KARACHI: Pakistan’s textile exports dropped for the fifth consecutive month in February, seeing a decline of 28% and landing at $1.2 billion as compared to the same month of the last fiscal year, The News reported Tuesday. 

All Pakistan Textile Mills Association’s (APTMA) data showed a dismal picture of the exports of textile goods — the largest contributor in the overall export sector as well as the largest employment-generating sector of the economy.

The country’s textile exports in the first eight months of the current financial year decreased by 11% to stand at $11.24 billion, declining from $12.60 billion recorded in the corresponding months of the last financial year, said the APTMA. 

The decline in textile exports comes at a time when the country is already facing depleting foreign exchange reserves, which are just $3.81 billion, hardly sufficient for less than a month of imports.

Last month, APTMA urged the federal government for a level playing field by implementing a uniform gas price of $7 per mmBtu for the export industry across the country. 

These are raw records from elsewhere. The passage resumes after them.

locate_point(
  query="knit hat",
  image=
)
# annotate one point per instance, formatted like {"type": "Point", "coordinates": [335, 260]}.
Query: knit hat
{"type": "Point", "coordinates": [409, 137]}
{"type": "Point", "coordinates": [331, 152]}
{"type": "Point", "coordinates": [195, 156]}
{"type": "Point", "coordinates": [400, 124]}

It also warned that the decision of the government to suspend the regionally competitive energy tariff (RCET) of electricity for export-oriented units (EOUs) would hurt the textile industry, particularly in Punjab.

APTMA’s Secretary General Shahid Sattar in a letter to the government said that the textile industry has been asking for an electricity tariff of 9 cents despite the fact that the electricity cost, including transmission and distribution losses, stood at 8.1 cents per unit if cross-subsidies were excluded as per Central Power Purchasing Agency (CPPA) and National Electric Power Regulatory Authority (NEPRA) calculations.

The textile body wants the government to persuade the International Monetary Fund (IMF) to continue RCET for the exporters, particularly the textile sector, which was vital to make the products competitive in the international market.

“We have invested $5 billion in the textile sector over the last three years, and the textile sector surged to $19.5 billion in the financial year 2022 from $12.5 billion in FY2020,” Sattar said. 

If the government succumbs to the IMF pressure, the robust growth of 55% in exports in FY22 and investment of $5 billion would go to waste, he pointed out.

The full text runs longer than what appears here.